U.S. Department of Commerce

 

Date of this Version

4-2012

Citation

Monthly Weather Review Volume 140 (April 2012); DOI: 10.1175/MWR-D-11-00112.1

Comments

Copyright 2012 American Meteorological Society

Abstract

A comparative analysis of a supercell hailstorm using simultaneous observations with S-band and C-band polarimetric radars supported by abundant ground-truth reports is presented in this study. The storm occurred on 16 May 2010 and produced a swath of extremely damaging hail across a large portion of the Oklahoma City, Oklahoma, metro area. Hail sizes over 10 cm in diameter and hail drifts upward of 1.5 m in height were reported. Both S-band (KOUN) and C-band [University of Oklahoma Polarimetric Radar for Innovations in Meteorology and Engineering (OU-PRIME)] polarimetric radars in Norman, Oklahoma, sampled the storm at ranges less than 60 km, so that high-resolution dual-wavelength polarimetric data were obtained. At C band, this analysis mostly presents raw Z and ZDR (due to problems with differential phase resulting from an incorrect censoring threshold in the examined case) while taking into account the possibility of attenuation in the interpretation of these data.
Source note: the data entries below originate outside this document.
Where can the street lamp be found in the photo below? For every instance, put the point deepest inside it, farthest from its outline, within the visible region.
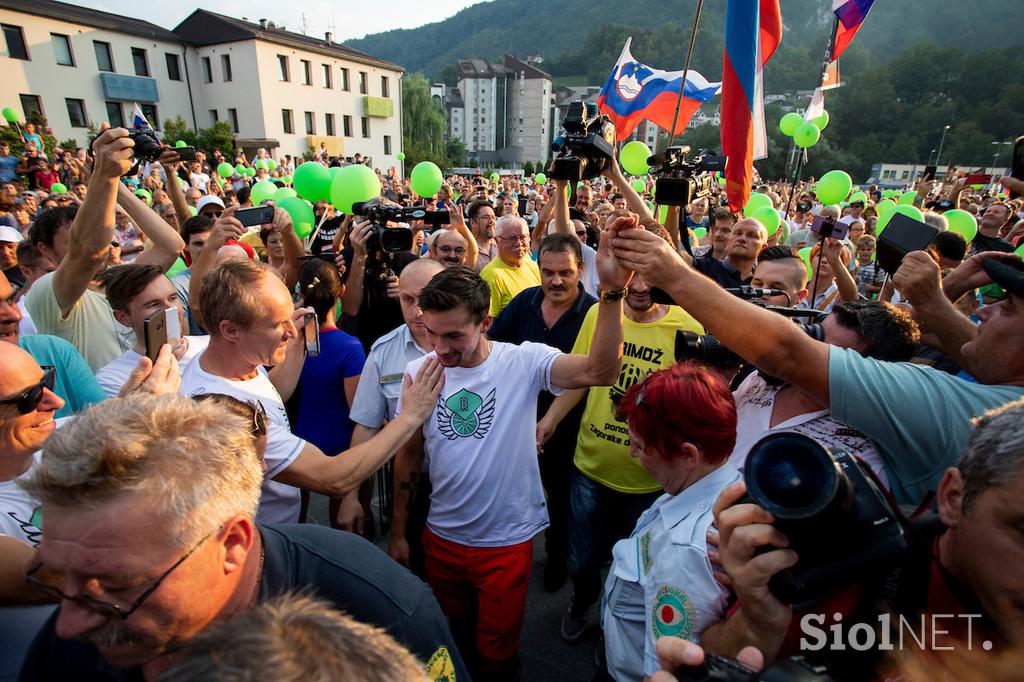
(941, 142)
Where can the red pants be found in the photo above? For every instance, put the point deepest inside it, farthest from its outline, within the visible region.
(491, 580)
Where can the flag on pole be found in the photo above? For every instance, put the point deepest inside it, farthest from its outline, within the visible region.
(851, 14)
(635, 91)
(138, 119)
(753, 32)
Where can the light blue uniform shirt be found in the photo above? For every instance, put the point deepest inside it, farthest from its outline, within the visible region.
(660, 583)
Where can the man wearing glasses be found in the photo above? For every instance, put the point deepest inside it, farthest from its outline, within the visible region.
(151, 538)
(513, 270)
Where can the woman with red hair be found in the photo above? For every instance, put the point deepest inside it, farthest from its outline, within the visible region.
(682, 425)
Among the issues investigated in the study are the relation of hail size measured at the surface to the polarimetric signatures at both wavelengths, the difference between polarimetric signatures at the two wavelengths of hail aloft and near the surface (where melting hail is mixed with rain), and the three-body scatter spike (TBSS) signature associated with large hail.